O Ministro das Relações Exteriores continua priorizando o ataque ao “marxismo cultural” que inventou o aquecimento global, enganou todos os cientistas do mundo inteiro e iludiu a ONU.

A Ministra da Agricultura prioriza autorizar a importação de mais agrotóxicos, segundo ela injustamente proibidos na Europa como cancerígenos. Merece o título de Musa do Veneno.

E last, but not least, o Ministro da Economia cuja prioridade é economizar 1 trilhão a ser extraído da população de baixa e média renda por meio da reforma da previdência, cortes nos orçamentos da educação, saúde, ciência, meio ambiente etc. O Ministro Guedes finge não saber que as empresas petrolíferas estrangeiras que vierem explorar o pré-sal deixarão de pagar 1 trilhão de impostos pela Medida Provisória 795 – a chamada M.P. do Trilhão - aprovada em novembro de 2017 por iniciativa do governo Temer, e que deu origem à Lei 13.586/2017.

Segundo consta, os outros Ministros não têm prioridades, porque nada fazem.

A situação política é estarrecedora. Para todo lado, o que se vê no governo é mediocridade, ignorância, arrogância e imposição de decretos inconstitucionais. É um governo anti-iluminista, pré-moderno, com valores medievais, que combate a razão, a ciência, o humanismo em nome do de um obscurantismo religioso fundamentalista. Afinal, como diz o título de um quadro do pintor espanhol Goya, “o sono da razão gera monstros”.
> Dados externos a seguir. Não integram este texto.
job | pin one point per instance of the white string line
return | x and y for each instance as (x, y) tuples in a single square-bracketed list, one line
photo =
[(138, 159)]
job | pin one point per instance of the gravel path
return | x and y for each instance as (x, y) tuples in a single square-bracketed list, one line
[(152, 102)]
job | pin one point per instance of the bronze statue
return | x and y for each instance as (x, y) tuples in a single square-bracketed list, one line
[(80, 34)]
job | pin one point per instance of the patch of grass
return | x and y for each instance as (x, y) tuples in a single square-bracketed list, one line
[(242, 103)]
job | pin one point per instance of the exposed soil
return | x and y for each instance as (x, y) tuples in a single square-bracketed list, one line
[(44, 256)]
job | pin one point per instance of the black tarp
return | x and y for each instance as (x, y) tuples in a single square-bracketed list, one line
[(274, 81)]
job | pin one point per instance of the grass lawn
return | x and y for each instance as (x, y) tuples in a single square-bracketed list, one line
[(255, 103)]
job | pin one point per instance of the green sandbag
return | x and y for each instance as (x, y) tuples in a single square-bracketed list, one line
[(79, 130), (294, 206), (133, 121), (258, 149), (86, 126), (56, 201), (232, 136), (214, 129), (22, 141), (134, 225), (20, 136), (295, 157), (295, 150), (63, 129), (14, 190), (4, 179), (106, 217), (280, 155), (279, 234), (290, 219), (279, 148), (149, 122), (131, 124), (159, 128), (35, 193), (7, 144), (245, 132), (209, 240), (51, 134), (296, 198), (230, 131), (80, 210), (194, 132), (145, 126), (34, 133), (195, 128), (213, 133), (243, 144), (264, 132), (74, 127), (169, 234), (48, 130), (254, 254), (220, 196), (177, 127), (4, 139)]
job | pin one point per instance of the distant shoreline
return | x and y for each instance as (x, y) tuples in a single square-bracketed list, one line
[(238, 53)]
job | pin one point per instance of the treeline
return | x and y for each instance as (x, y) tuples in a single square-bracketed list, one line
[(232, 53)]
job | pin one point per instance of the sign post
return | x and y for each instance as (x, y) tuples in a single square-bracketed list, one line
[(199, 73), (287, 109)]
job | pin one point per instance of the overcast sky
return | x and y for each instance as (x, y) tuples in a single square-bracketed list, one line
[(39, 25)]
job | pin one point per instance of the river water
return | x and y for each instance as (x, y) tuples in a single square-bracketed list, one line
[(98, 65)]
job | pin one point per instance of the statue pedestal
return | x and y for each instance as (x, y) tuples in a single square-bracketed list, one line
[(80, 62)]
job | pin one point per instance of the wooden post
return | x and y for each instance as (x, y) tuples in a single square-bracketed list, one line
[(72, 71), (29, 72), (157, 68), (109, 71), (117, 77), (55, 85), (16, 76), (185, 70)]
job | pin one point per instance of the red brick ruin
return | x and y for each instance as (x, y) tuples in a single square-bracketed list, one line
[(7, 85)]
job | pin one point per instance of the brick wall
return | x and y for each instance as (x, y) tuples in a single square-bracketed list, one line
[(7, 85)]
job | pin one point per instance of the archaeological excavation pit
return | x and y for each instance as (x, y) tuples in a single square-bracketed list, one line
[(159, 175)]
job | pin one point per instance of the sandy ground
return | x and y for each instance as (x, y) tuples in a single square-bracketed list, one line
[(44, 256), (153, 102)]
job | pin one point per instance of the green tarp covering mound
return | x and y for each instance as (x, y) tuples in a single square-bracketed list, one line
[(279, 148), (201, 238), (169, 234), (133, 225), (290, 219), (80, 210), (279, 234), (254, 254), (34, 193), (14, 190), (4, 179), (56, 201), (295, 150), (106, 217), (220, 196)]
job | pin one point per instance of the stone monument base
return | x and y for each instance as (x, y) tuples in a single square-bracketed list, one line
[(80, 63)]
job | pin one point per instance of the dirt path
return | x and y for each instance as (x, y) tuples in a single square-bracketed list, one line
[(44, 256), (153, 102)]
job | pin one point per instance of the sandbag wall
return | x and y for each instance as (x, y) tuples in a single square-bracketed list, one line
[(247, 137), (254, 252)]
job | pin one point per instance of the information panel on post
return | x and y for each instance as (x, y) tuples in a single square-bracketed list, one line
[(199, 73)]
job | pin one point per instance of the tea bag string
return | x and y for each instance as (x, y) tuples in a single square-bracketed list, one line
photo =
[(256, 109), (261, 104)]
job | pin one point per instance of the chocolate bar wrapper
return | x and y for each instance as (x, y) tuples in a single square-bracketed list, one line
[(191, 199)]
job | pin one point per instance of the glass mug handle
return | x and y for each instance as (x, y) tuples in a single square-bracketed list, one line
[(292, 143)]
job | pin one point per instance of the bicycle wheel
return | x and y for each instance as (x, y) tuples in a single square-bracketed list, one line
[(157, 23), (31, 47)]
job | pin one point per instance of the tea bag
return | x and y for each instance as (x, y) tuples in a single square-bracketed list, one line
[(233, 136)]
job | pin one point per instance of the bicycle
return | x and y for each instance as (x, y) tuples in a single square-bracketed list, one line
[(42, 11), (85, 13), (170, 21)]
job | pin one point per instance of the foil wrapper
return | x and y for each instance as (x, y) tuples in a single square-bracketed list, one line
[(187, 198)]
A política da destruição sem construir nada já se volta contra o Governo, que começa a perder apoios e ver reduzida sua antiga popularidade. A grande mídia já namora a opção Mourão como alternativa. E o apoio do mercado começa a fazer água com as perspectivas sombrias da economia. Breve, os empresários vão “descobrir” que Bolsonaro e família apoiam as milícias criminosas e começarão a conspirar pelo seu afastamento.

Alguns jornalistas já falam em “confusão mental”, “problemas psiquiátricos” e chegam a sugerir que o Presidente peça demissão. Outros já dizem que o impeachment de Bolsonaro “entra no radar”. Após as manifestações em defesa da educação em todo o país, o Governo parece ter se desestabilizado. O presidente faz declarações desencontradas e tresloucadas, pressentindo que seu Governo não se sustenta.

A instabilidade institucional pode levar o país, à beira do precipício, a um estado de anomia, em que, como dizia o poeta irlandês W.B.Yeats em seu poema The Second Coming, o falcão não escuta mais o falcoeiro, as coisas desmoronam, o centro não sustenta. Tudo indica que, de uma forma ou de outra, o Governo desmorona, é questão de tempo.